Fetch a single run by it’s ID:

import { runs } from "@trigger.dev/sdk/v3";

const run = await runs.retrieve(runId);

You can provide the type of the task to correctly type the run.payload and run.output:

import { runs } from "@trigger.dev/sdk/v3";
import type { myTask } from "./trigger/myTask";

const run = await runs.retrieve<typeof myTask>(runId);

console.log(run.payload.foo); // string
console.log(run.output.bar); // string

If you have just triggered a run, you can pass the entire response object to retrieve() and the response will already be typed:

import { runs, tasks } from "@trigger.dev/sdk/v3";
import type { myTask } from "./trigger/myTask";

const response = await tasks.trigger<typeof myTask>({ foo: "bar" });
const run = await runs.retrieve(response);

console.log(run.payload.foo); // string
console.log(run.output.bar); // string

runs.cancel()

Cancel a run:

import { runs } from "@trigger.dev/sdk/v3";

await runs.cancel(runId);

runs.replay()

Replay a run:

import { runs } from "@trigger.dev/sdk/v3";

await runs.replay(runId);

runs.reschedule()

Updates a delayed run with a new delay.

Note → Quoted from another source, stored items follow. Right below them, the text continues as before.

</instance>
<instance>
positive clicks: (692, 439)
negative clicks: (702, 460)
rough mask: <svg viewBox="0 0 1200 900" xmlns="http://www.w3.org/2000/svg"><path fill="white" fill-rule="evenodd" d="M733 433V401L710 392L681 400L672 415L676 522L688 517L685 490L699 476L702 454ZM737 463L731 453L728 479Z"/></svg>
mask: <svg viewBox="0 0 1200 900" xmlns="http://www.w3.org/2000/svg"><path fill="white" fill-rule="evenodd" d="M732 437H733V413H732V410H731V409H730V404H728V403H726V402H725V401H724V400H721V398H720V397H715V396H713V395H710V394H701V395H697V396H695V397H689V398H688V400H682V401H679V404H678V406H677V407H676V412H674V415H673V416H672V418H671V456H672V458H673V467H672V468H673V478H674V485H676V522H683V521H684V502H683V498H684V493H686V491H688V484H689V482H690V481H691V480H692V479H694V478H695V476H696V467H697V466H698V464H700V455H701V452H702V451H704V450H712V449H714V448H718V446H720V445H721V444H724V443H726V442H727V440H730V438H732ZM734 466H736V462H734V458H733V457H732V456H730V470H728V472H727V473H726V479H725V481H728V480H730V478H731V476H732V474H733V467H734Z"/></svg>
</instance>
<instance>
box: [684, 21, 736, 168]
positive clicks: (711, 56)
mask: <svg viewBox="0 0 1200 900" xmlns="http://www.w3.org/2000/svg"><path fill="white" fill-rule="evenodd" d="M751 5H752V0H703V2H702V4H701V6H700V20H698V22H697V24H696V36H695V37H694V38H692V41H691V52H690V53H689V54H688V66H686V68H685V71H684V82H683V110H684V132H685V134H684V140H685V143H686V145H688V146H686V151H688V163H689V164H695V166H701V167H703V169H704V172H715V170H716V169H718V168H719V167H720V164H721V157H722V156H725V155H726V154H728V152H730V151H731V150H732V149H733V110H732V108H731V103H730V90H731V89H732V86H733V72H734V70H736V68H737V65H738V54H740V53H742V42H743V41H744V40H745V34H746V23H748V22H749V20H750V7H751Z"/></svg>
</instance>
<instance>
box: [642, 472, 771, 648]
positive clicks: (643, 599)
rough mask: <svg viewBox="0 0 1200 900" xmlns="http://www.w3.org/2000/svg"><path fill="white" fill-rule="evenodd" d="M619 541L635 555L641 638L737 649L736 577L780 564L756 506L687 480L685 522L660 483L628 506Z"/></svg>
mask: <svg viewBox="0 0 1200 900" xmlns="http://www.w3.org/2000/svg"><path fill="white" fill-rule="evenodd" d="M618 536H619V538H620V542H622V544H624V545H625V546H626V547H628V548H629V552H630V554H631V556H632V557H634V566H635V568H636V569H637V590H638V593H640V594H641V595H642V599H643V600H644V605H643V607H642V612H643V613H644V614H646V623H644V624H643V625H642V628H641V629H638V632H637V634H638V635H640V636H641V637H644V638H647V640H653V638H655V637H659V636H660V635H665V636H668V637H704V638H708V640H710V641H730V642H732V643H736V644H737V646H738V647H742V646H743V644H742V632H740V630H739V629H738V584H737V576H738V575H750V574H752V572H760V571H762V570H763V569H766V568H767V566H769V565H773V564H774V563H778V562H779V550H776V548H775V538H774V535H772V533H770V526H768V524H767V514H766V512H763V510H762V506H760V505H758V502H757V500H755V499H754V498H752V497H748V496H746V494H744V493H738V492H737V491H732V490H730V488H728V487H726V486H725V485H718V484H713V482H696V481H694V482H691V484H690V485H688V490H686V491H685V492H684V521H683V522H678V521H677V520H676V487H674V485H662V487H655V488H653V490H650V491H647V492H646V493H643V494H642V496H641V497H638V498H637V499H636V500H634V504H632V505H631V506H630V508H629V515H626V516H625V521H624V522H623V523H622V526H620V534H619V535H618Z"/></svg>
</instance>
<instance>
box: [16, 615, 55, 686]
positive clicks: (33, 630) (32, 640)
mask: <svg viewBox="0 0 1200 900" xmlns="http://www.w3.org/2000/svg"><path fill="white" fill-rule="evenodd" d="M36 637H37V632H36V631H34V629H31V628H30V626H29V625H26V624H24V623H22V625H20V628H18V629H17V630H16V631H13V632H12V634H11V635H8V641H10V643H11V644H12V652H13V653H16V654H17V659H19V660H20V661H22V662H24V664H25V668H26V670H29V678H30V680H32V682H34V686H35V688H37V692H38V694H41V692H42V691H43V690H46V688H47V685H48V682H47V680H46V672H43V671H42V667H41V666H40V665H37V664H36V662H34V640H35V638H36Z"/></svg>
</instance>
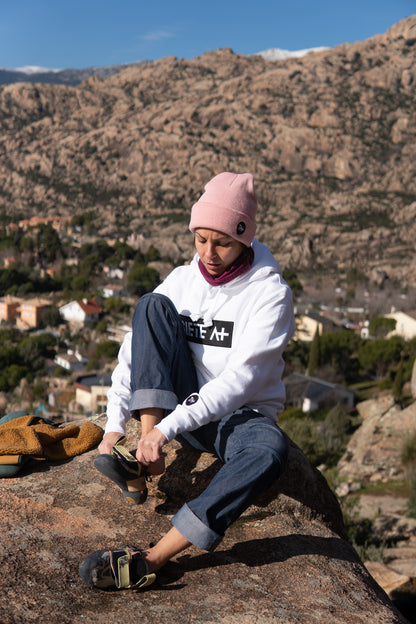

Only valid when the run is in the DELAYED state.

import { runs } from "@trigger.dev/sdk/v3";

await runs.reschedule(runId, { delay: "1h" });

Real-time updates

Subscribe to changes to a specific run in real-time:

import { runs } from "@trigger.dev/sdk/v3";

for await (const run of runs.subscribeToRun(runId)) {
  console.log(run);
}

Similar to runs.retrieve(), you can provide the type of the task to correctly type the run.payload and run.output:

import { runs } from "@trigger.dev/sdk/v3";
import type { myTask } from "./trigger/myTask";

for await (const run of runs.subscribeToRun<typeof myTask>(runId)) {
  console.log(run.payload.foo); // string
  console.log(run.output?.bar); // string | undefined
}

For more on real-time updates, see the Realtime documentation.

Triggering runs for undeployed tasks

It’s possible to trigger a run for a task that hasn’t been deployed yet. The run will enter the “Waiting for deploy” state until the task is deployed. Once deployed, the run will be queued and executed normally. This feature is particularly useful in CI/CD pipelines where you want to trigger tasks before the deployment is complete.